Calvin’s Commentary on Genesis 6:2
The matter seems settled. But lo and behold, the angels and giants make their way back into popular Christian thought around the 18th century. At this point, modernists (a group that considered their Bibles to likely contain large amounts of mythology) started re-investigating the issue. If the Bible is full of myths that aren’t literally true, why can’t this be a story about angels and giants? Ironically, some fundamentalists reached the same conclusion, but through very different methodology. If the Bible is always true and you don’t need tradition to understand it, then why shouldn’t you be willing to believe a fantastical story about angels and giants? It’s one of those weird points in history where really conservative people go one way and really liberal people go another, and somehow they end up making a giant loop and meeting up at the same point.

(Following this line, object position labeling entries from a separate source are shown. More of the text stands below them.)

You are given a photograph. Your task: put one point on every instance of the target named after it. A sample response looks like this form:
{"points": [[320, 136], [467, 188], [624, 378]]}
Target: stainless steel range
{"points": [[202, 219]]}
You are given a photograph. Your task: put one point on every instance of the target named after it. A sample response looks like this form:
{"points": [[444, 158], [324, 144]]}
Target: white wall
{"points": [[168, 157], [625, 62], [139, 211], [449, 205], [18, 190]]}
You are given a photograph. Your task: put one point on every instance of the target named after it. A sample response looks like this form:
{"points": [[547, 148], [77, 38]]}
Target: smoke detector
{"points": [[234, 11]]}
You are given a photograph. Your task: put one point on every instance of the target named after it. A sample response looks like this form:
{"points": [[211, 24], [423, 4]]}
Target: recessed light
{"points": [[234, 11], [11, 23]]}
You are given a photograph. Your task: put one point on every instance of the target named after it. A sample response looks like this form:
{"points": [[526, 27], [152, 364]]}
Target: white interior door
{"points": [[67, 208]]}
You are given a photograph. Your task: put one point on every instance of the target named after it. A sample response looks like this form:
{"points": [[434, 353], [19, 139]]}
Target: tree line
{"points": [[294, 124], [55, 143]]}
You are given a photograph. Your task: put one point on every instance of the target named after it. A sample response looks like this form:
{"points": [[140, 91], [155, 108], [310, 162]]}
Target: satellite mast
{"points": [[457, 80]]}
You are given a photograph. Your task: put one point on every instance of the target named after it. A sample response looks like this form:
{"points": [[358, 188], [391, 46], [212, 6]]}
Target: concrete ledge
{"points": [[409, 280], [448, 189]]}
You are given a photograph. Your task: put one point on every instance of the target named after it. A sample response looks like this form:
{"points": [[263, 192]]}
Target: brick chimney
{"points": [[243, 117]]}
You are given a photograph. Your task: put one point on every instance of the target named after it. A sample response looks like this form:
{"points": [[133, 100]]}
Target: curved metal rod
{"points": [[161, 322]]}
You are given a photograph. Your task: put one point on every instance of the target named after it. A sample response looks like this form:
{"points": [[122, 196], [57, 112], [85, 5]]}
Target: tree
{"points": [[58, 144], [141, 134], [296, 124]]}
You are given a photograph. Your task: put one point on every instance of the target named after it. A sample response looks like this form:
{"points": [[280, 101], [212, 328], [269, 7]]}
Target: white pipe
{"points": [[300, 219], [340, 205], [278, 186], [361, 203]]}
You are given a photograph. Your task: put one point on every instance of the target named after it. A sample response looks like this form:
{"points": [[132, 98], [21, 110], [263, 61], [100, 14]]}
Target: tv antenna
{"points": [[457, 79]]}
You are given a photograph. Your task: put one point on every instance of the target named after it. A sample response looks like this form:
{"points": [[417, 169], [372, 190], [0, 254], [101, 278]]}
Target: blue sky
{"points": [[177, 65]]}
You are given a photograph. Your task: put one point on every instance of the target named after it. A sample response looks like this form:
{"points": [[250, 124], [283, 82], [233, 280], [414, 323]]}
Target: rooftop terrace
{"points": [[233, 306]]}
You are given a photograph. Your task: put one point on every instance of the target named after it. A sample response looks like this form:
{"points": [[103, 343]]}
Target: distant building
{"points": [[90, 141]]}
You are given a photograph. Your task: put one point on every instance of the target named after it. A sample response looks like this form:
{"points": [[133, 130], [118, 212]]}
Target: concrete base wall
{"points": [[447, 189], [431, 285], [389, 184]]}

But now we’ve looked at all the interpretive options and poked around all the major strands of tradition. What do I believe? Well, you ought to know that I’d rather be wrong with the likes of Augustine, Aquinas, Luther, and Calvin than right with anybody else. Not only is their interpretation the most well-represented in Christian tradition, but it just makes sense. It’s logical. It fits the Biblical narrative leading from genealogy to flood, and it addresses a constant theme in the Bible: don’t compromise your faith to fit into this world more comfortably (Deut 7:3, 2 Corinth. 6:14, Deut 16:21, etc). To be a true disciple of Christ, you can’t afford to compromise any part of the truth. You have to live your whole life in constant worship and obedience. Not only do I think this is a good interpretation, but I think it’s something that’s an important reminder as we try to live out our faith today. We live in a world that’s increasingly secular. Our culture is more than happy to accommodate Christians that are willing to compromise on the things that they believe. If you’re willing to make a few concessions, you’ll fit in easier. You’ll be the “right kind” of Christian. Your life will be significantly attractive on the outside. If you don’t? Well, things might get difficult.
As people made in the image and likeness of God, we can’t afford to compromise truth for temporary gain. After all, we know truth itself in the person of Jesus Christ. The only way for us to live well is to hold fast to truth and to continually honor God, rather than ourselves.
That’s my take! But rather than end on a dramatic note, I’ll end with some humility. It’s a tough passage! If you think I missed something or want to dig around on your own, check out some of the resources below! See what you think! Either way, wrestle with those tough verses when you find them. If all Scripture is useful for teaching, rebuking, correcting, and training in righteousness, sometimes we have to do a little bit of wrestling to see what God is saying.